MiniMax also unveiled **OpenRoom**, a preliminary demo of an interaction system that liberates AI interaction from plain text streams, placing it within an interactive Web GUI space. In OpenRoom, character settings aren't cold prompt chunks — conversation drives the experience, generating real-time visual feedback and scene interactions, with characters proactively engaging with their environment. Notably, most of the OpenRoom code was written by M2.7 itself.
The Road to Recursive Self-Improvement
MiniMax's technical blog explicitly articulates its vision for the future: "AI self-evolution will gradually transition towards full autonomy, coordinating data construction, model training, inference architecture, evaluation, and other stages without human involvement."

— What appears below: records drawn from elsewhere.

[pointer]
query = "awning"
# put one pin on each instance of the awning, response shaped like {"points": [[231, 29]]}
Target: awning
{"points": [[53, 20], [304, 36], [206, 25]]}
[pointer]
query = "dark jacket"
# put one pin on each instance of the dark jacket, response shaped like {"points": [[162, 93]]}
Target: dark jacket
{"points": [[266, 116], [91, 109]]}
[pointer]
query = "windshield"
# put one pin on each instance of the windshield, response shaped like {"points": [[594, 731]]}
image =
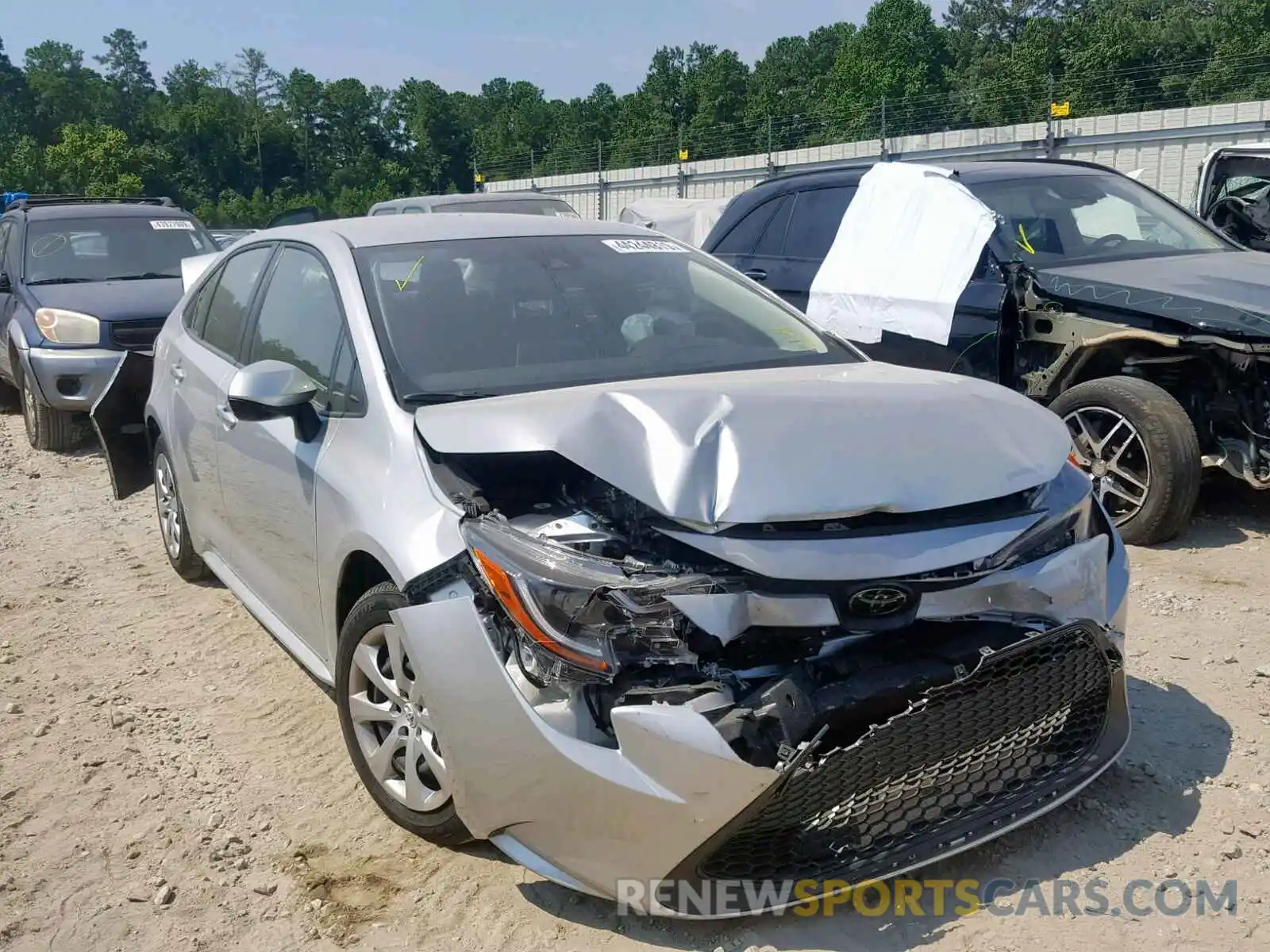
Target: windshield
{"points": [[122, 248], [1062, 219], [488, 317], [512, 206]]}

M2.7 is described as "early echoes" of this vision. While it cannot yet fully autonomously train its own successor, it can already handle large portions of the iteration work that previously required human engineers — at the Agent harness layer. Within MiniMax's own organization, M2.7 handles **30%-50%** of the RL team's daily workflow, autonomously collecting feedback, building evaluation sets, and optimizing its own skills and memory mechanisms.

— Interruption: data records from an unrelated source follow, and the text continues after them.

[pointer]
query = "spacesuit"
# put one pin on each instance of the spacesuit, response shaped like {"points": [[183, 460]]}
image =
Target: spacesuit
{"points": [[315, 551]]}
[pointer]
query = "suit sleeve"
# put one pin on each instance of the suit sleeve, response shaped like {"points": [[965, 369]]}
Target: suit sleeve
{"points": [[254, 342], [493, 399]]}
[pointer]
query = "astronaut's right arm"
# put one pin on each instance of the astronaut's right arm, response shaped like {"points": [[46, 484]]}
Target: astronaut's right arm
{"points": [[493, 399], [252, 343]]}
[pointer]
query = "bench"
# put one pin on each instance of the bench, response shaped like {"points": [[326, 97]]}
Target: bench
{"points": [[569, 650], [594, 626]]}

The RL team's daily workflow, as described by MiniMax, illustrates the scope of this change: a researcher proposes an experimental idea; M2.7 conducts literature review, tracks experiment specs, pipelines data, launches experiments, monitors progress, automatically reads logs, debugs, analyzes metrics, fixes code, submits merge requests, and runs smoke tests — with human researchers only engaging for critical decisions and strategic discussions.
What It Means for the AI Industry
M2.7's release carries implications at multiple levels:
Technical: First production-grade model to demonstrate meaningful autonomous self-iteration at scale, validating a viable path toward AI self-improvement
Capability: Achieves top-tier performance across software engineering, multi-agent collaboration, and professional office tasks — confirming that Chinese AI labs are competing head-to-head with OpenAI and Anthropic
Ecosystem: Native Agent Teams support, high-density skill handling, and multi-turn high-fidelity editing provide a substantially more capable foundation for agent application development
Strategic: Signals a corporate transformation — MiniMax's own R&D processes are now deeply dependent on M2.7, accelerating the company's evolution into a genuinely AI-native organization
MiniMax M2.7 is now fully available on the MiniMax Agent platform and MiniMax API Platform. The model represents a genuine inflection point — the moment when AI stopped being purely a product of human engineering and began contributing meaningfully to its own development. The recursive loop has begun.